Los trillos, las cicatrices que labró el nativo, negocian con el paisaje. Se curvan alrededor de barrancos, juegan entre pinos y reaparecen junto a los arroyos de la serranía que murmura. Pies descalzos, alpargatas, y zapatos gastados aprendieron a escuchar el crujido de la hojarasca, mientras marcaban los caminos. Y, por sobre todo, mulos, esos pacientes arquitectos cuyo ritmo marcó durante siglos, a pulso de instinto, las rendijas del suelo de La Sierra.

Todo aquello, un manojo de huellas que la neblina borra, marcas que el rocío diluye. Nada permanece demasiado tiempo: la montaña guarda la memoria, con eso basta.

En un recodo de La Pelona, una paciencia pétrea de muestra. Engendro de largas conversaciones entre placas tectónicas. Fragmentos de corteza oceánica y arcos volcánicos, empujados, plegados, elevados durante millones de años. Testimonio de fuego submarino que hizo emerger la isla desde el fondo salado. Cada estrato tiene una edad; cada cresta, una sílaba del tiempo.

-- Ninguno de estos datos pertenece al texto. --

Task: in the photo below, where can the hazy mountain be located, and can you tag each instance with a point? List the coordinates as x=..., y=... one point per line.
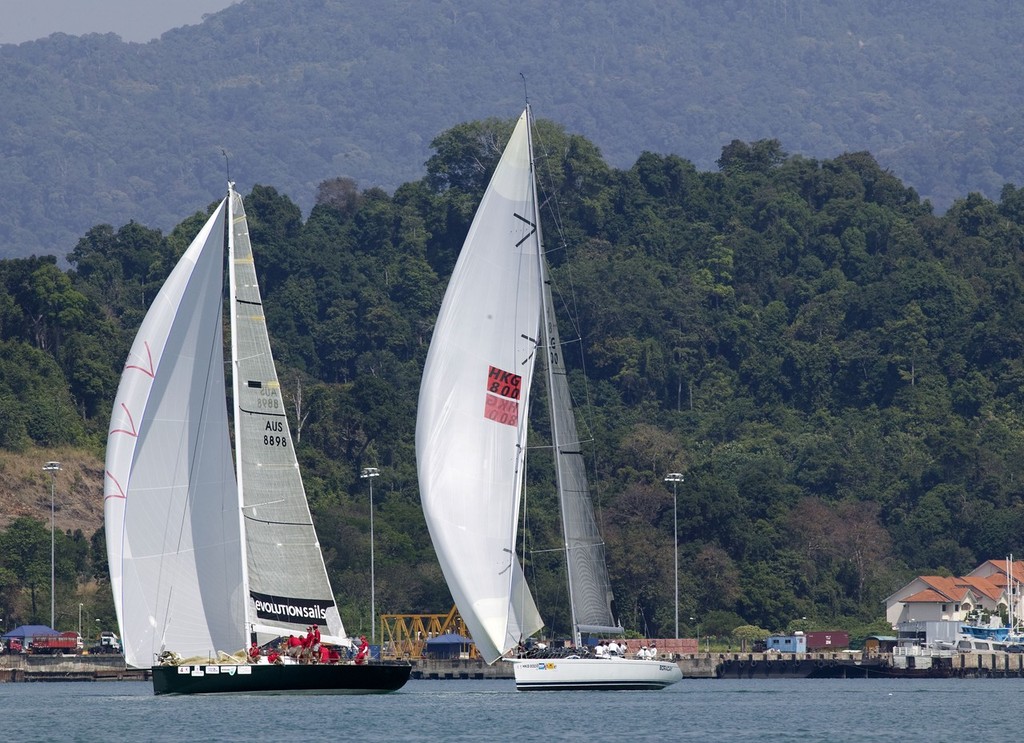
x=97, y=130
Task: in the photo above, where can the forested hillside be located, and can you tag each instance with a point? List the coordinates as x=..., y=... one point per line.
x=100, y=131
x=836, y=369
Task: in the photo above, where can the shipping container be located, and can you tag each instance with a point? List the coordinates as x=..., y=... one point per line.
x=827, y=640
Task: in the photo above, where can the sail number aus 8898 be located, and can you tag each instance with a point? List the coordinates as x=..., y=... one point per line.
x=271, y=439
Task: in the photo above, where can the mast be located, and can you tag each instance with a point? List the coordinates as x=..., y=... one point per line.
x=549, y=338
x=586, y=567
x=236, y=418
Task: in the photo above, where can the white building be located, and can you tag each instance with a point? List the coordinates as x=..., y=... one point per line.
x=982, y=597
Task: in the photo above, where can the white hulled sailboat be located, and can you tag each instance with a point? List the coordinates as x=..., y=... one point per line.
x=496, y=318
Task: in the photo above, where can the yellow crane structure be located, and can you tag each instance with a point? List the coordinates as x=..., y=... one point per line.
x=406, y=636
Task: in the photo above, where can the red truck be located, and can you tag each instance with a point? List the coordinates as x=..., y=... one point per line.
x=66, y=644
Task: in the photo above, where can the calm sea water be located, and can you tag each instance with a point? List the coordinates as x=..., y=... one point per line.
x=883, y=710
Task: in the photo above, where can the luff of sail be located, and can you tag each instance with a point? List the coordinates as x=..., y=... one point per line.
x=170, y=501
x=288, y=583
x=471, y=421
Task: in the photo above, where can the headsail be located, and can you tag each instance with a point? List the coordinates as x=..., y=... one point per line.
x=471, y=422
x=169, y=491
x=288, y=584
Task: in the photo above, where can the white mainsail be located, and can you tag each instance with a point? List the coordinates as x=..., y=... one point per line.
x=176, y=501
x=288, y=584
x=471, y=422
x=471, y=427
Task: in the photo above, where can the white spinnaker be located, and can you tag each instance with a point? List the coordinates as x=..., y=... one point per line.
x=289, y=588
x=474, y=396
x=169, y=491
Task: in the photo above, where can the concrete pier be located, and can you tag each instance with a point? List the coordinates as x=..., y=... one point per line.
x=695, y=665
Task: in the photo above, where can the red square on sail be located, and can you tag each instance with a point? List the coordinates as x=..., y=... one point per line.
x=501, y=410
x=504, y=383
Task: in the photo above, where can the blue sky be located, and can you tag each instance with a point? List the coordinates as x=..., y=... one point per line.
x=132, y=19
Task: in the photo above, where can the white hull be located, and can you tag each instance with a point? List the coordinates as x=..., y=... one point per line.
x=589, y=673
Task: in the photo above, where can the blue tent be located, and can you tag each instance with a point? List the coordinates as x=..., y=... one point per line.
x=29, y=630
x=446, y=646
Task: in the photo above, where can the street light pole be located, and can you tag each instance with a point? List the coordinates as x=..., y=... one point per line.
x=675, y=478
x=53, y=468
x=369, y=473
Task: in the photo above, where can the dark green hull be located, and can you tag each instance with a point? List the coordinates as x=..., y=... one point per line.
x=341, y=679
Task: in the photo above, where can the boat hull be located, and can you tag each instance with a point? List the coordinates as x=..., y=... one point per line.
x=591, y=673
x=329, y=679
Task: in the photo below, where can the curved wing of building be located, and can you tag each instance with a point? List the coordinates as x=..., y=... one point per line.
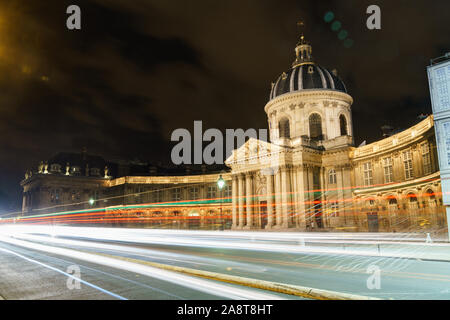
x=309, y=176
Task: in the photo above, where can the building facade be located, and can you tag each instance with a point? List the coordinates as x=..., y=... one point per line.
x=309, y=176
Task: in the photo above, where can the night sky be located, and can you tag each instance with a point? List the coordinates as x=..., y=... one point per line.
x=139, y=69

Mientras, en las madrugadas frías, las “agujas” del pino sostienen diminutas esferas. Rocío que no cae: se posa, convirtiendo el bosque en una constelación humilde. Basta un rayo de sol y desaparecen. Allí lo efímero y lo eterno: la gota muere, el ciclo permanece.

Desde la Sierra descienden ríos que nutren valles y ciudades. Madre de las aguas: fábrica de nubes, guardiana de nacientes, corazón hidrológico del país. Lo que allí se cuida, abajo florece; lo que allí se hiere, abajo duele.

Caminante que sube no regresa igual. La altura moldea el ruido interior, afina los sentidos, hace solemne el silencio, entre huellas breves y experiencia inolvidable.

En la sierra el mundo respira, y al amanecer, cuando la luz toca las cumbres, uno entiende que hay lugares que perduran como un hechizo grabado en la piel del alma.